Concernant le Japon et l’Australie, l’assurance n’est pas exigée lors du dépôt de dossier, ni dans l’entrée dans le pays. (attention contradiction, au dessus on dit que l’assurance est obligatoire au niveau du dépôt de dossier).
Cependant elle reste indispensable pour passer un séjour en toute tranquillité.
En effet, les gouvernements japonais et australiens ne prendront en charge aucune dépense si vous avez des soucis de santé sur place.
Et la note peut vite s’avérer très élevée.
Plusieurs PVTistes se sont déjà retrouvés avec des dettes importantes et dans l’impossibilité de poursuivre leur séjour à cause d’un défaut d’assurance et des frais de santé trop élevés. Même une simple consultation peut vous coûter bien plus cher que les tarifs auxquels vous êtes habitué en France. Et un problème plus grave impliquant une hospitalisation et/ou un rapatriement vous coûterait extrêmement cher et vous endetterait sur le long terme.
Il est donc très vivement conseillé de souscrire à une assurance PVT pour ces deux pays, pour toute la durée de votre séjour et ce avant le départ. La somme dépensée sera très faible en comparaison aux éventuels frais de soins sur place. Et les soucis n’arrivent pas qu’aux autres…
Attention à la durée de votre assurance PVT
La plupart des pays exigent une preuve d’assurance valable pour toute la durée du séjour.
Si vous souscrivez une assurance de 3 mois par exemple, vous risquez de vous voir délivrer un PVT pour 3 mois seulement.
Pour les pays un peu plus souples, certains candidats au départ font le choix de prendre une assurance de courte durée et pensent la renouveler sur place. Si vous choisissez cette option, soyez particulièrement attentif à renouveler votre assurance avant la fin de validité de la première souscription. Si votre assurance n’est pas parfaitement continue (s’il y a deux jours entre les deux par exemple), vous risquez de voir votre demande de renouvellement être refusée.
Si vous êtes dans le cas d’un renouvellement d’assurance non continu, parlez-en préalablement à votre assurance pour être sûr de ne pas payer votre assurance pour rien.
L’importance d’une bonne assurance lorsque l’on part en PVT
Choisissez avec soin votre assurance. Pour cela, regardez les plafonds et n’hésitez pas à viser les plus élevés. Cela vous coûtera un peu plus cher mais vous êtes sûr d’être remboursé correctement en cas de grosse dépense de santé.

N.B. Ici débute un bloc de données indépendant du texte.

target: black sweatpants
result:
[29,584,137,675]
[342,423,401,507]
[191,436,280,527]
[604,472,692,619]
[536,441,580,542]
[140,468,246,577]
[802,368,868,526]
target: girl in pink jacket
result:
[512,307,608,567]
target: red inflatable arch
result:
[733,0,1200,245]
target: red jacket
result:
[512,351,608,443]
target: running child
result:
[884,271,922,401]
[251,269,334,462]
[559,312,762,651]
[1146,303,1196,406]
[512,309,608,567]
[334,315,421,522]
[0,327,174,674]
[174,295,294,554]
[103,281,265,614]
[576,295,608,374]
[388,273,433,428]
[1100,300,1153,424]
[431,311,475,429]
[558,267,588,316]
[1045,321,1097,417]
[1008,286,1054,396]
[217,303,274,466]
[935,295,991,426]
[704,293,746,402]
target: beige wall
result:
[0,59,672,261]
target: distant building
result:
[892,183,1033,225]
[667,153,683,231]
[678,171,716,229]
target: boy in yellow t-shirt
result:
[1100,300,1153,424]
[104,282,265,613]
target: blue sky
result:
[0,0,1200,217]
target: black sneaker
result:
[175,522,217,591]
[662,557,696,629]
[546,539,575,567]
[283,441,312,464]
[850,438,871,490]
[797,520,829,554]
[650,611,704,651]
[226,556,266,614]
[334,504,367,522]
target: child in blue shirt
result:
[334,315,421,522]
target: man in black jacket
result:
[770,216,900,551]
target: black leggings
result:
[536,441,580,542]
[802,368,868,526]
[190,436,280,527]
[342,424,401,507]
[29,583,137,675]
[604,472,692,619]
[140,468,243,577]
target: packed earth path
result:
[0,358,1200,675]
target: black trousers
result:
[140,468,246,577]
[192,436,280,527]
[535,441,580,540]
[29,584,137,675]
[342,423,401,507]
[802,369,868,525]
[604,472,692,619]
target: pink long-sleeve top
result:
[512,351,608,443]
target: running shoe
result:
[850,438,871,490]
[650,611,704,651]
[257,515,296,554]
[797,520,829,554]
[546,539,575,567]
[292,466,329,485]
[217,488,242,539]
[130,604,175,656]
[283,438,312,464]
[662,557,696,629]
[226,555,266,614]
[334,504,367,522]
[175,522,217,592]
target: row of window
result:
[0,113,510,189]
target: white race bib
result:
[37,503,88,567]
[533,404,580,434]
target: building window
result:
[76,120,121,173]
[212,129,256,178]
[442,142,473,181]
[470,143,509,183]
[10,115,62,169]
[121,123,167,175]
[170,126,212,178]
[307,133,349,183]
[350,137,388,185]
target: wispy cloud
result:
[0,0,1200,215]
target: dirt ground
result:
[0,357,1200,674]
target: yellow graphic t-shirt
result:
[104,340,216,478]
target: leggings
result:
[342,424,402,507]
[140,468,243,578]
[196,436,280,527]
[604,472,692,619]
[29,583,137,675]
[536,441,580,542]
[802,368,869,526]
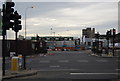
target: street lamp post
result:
[25,6,34,38]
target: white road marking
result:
[59,60,69,63]
[39,60,50,63]
[70,73,118,75]
[96,59,108,62]
[49,65,60,68]
[77,60,88,62]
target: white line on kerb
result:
[59,60,69,63]
[77,60,88,62]
[70,73,118,75]
[49,65,60,68]
[39,60,50,63]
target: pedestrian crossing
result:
[32,59,109,63]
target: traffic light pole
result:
[2,4,6,76]
[15,32,18,56]
[112,37,115,56]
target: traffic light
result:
[36,35,39,40]
[113,28,116,38]
[13,11,22,32]
[106,30,112,40]
[4,2,15,30]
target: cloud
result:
[12,2,118,36]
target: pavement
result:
[2,70,37,79]
[91,53,120,58]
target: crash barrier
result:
[5,40,47,57]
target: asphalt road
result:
[25,51,120,79]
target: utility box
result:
[11,57,19,72]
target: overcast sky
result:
[0,0,118,37]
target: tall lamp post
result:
[23,6,34,69]
[25,6,34,38]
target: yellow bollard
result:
[11,57,18,72]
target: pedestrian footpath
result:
[2,70,37,79]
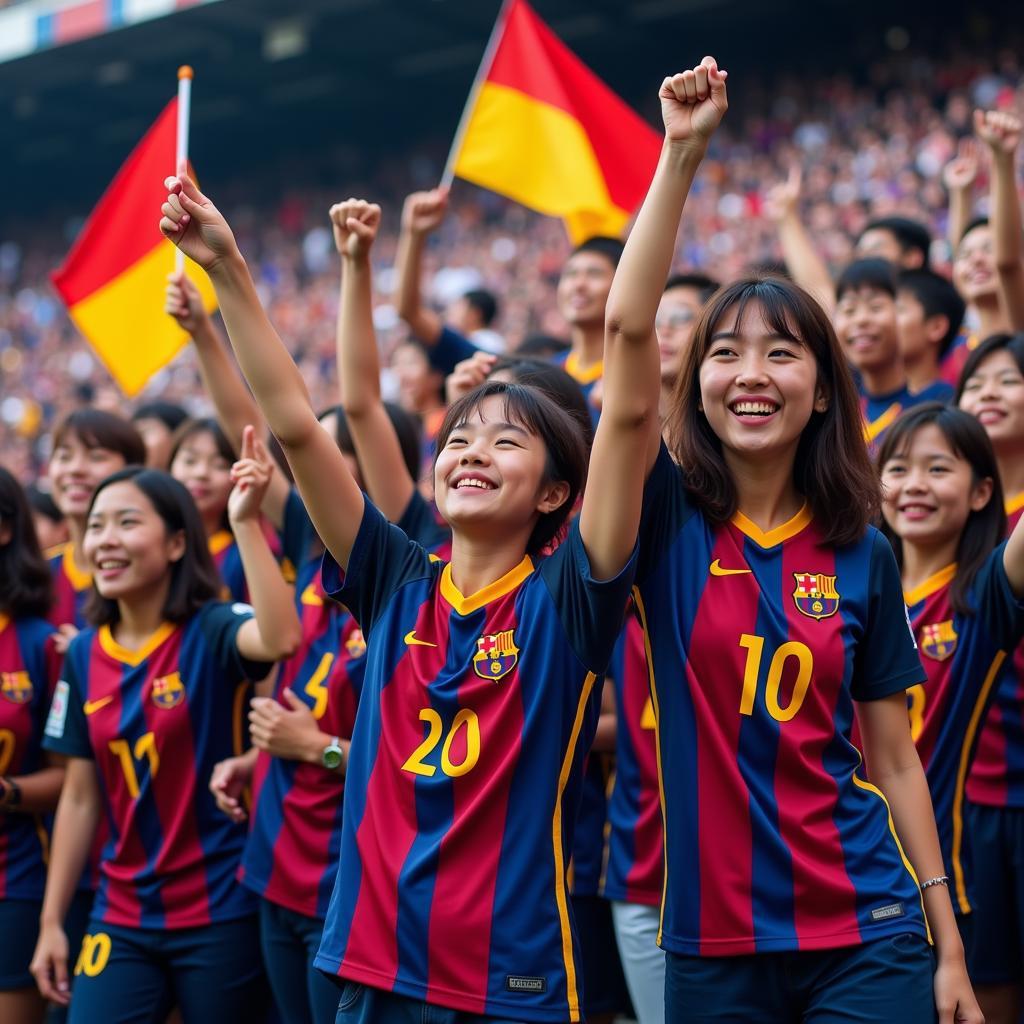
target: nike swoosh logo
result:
[406,630,437,647]
[82,696,114,715]
[711,558,752,575]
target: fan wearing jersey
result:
[161,99,658,1022]
[0,467,63,1024]
[867,403,1024,948]
[605,57,981,1024]
[955,334,1024,1024]
[32,428,300,1024]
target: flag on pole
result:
[51,92,216,396]
[449,0,662,243]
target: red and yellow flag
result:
[51,98,216,395]
[452,0,662,243]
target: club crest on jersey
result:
[153,672,185,711]
[345,629,367,657]
[793,572,839,620]
[921,618,957,662]
[473,630,519,680]
[0,671,32,703]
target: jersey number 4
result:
[739,633,814,722]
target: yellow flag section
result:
[452,0,662,243]
[52,99,216,395]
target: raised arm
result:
[580,57,728,579]
[766,161,836,313]
[164,271,290,529]
[974,111,1024,331]
[942,136,978,253]
[331,199,416,522]
[395,188,447,345]
[160,174,364,568]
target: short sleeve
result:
[636,441,695,586]
[200,601,273,683]
[395,488,452,551]
[322,497,435,637]
[540,520,637,675]
[850,530,927,700]
[43,630,94,760]
[971,541,1024,650]
[427,324,482,377]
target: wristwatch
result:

En effet, dès que vous quittez la France et l’Europe, les tarifs pratiqués dans les hôpitaux et chez les spécialistes de la santé s’envolent très vite. Ainsi, une simple consultation chez un généraliste peut dépasser les 100 dollars en fonction du pays où vous vous trouvez.
Avoir une bonne assurance vous permettra d’être remboursé très vite, dès que vous aurez envoyé les factures. Ou mieux encore, de ne pas avoir à avancer les frais d’hospitalisation.

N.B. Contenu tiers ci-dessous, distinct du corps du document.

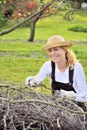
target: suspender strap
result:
[51,61,74,85]
[69,68,74,86]
[51,61,55,81]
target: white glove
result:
[60,90,77,100]
[76,94,87,102]
[25,76,40,87]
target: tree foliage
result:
[0,0,81,42]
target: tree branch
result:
[0,0,56,36]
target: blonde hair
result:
[63,47,78,69]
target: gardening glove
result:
[25,76,40,87]
[60,90,77,101]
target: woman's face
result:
[48,47,66,63]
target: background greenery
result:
[0,10,87,94]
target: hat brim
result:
[42,41,73,51]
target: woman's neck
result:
[57,61,68,72]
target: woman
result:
[25,35,87,102]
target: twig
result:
[4,115,7,130]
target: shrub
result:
[68,26,87,32]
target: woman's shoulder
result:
[74,62,83,69]
[44,60,51,65]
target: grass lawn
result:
[0,9,87,91]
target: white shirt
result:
[35,61,87,95]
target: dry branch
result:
[0,85,87,130]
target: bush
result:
[0,14,7,28]
[68,26,87,32]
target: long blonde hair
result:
[63,47,78,69]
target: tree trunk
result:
[29,10,44,42]
[29,20,36,42]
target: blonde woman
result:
[25,35,87,102]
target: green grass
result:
[0,9,87,86]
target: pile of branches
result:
[0,85,87,130]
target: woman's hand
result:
[25,76,40,87]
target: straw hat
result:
[42,35,73,51]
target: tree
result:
[0,0,79,42]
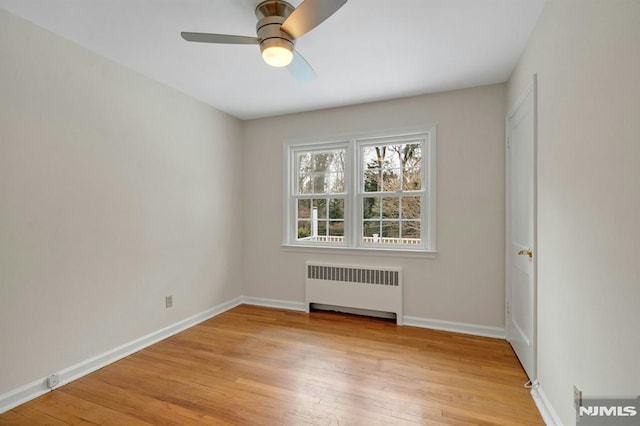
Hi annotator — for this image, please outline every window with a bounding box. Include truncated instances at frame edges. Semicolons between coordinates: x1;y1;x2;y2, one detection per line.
283;126;436;252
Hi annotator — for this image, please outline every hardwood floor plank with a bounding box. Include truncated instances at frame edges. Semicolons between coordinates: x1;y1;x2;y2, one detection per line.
0;305;543;426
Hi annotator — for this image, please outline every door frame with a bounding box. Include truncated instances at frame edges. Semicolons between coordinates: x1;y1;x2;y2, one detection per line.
504;74;538;385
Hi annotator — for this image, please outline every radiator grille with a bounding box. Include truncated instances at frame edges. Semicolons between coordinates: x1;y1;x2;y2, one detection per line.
307;265;400;287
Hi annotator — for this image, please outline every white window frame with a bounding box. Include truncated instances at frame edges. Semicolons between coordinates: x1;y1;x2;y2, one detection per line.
282;124;437;257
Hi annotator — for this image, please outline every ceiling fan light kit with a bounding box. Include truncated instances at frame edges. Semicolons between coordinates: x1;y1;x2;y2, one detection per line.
181;0;347;83
256;10;295;67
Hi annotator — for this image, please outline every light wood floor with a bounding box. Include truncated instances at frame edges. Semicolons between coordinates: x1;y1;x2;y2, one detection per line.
0;305;543;426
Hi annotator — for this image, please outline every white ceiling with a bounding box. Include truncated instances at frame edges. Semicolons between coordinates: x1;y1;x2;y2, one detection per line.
0;0;544;119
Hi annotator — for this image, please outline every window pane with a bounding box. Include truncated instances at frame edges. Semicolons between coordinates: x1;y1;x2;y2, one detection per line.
364;169;382;192
402;220;420;239
318;220;327;235
402;167;422;191
329;221;344;237
402;197;420;219
298;172;313;194
362;197;380;219
382;221;400;238
382;169;401;191
329;198;344;219
313;198;327;219
362;221;381;237
298;200;311;219
313;149;345;172
327;172;344;193
298;220;311;240
382;197;400;219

Si vous êtes amateur de sports extrêmes, de randonnée, de ski, de sortie en mer etc, choisissez une assurance à la hauteur. C’est-à-dire une assurance qui prendra en charge d’éventuelles blessures, le transport à l’hôpital, les sons etc. (qu’est ce que c’est ?)
Les assurances traditionnelles ne prennent pas toutes en compte les sports considérés comme « à risque ». Généralement une option est proposée. Si vous avez prévu de faire du ski, du parachute, de la plongée ou tout type de sports comportant des risques, renseignez-vous sur les plafonds de remboursement pratiquées en cas d’accident.

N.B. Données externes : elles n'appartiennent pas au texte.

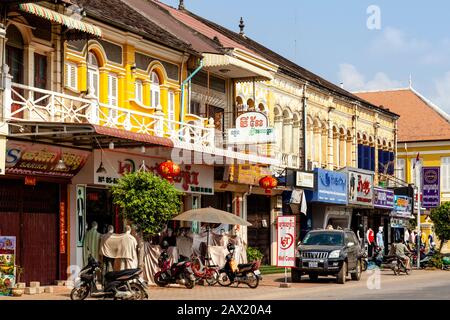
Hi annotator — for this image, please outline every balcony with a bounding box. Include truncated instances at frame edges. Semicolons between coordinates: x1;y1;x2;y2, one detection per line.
5;83;215;147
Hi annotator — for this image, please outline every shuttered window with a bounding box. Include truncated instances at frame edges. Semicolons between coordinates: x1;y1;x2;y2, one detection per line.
441;157;450;192
64;62;78;90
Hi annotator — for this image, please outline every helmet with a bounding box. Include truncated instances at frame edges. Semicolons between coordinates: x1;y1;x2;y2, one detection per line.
161;240;169;250
227;243;235;251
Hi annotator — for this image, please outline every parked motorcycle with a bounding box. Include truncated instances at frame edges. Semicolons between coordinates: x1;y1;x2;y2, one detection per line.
70;254;148;300
218;243;262;289
154;241;195;289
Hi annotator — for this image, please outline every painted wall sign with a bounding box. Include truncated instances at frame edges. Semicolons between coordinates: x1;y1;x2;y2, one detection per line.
421;167;441;209
312;168;348;204
93;150;214;194
277;216;296;268
236;112;269;129
373;187;394;210
6;141;90;178
295;171;314;189
348;170;373;206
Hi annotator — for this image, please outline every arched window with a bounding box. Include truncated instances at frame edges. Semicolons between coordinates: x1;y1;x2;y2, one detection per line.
150;71;161;108
87;51;100;97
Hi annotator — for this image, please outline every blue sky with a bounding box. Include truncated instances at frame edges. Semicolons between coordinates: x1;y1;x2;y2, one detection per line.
163;0;450;112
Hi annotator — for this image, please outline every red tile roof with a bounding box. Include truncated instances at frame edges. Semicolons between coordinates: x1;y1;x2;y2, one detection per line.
355;88;450;142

Vous l’aurez compris, avoir une assurance permet de profiter de votre PVT l’esprit léger et d’être protéger financièrement en cas de problème de santé. Ainsi, si vous avez un problème sur place, n’attendez pas le retour en France pour consulter au risque d’aggraver votre état de santé.
Consultez sur place et envoyez vos justificatifs à l’assurance qui vous remboursera dans de brefs délais.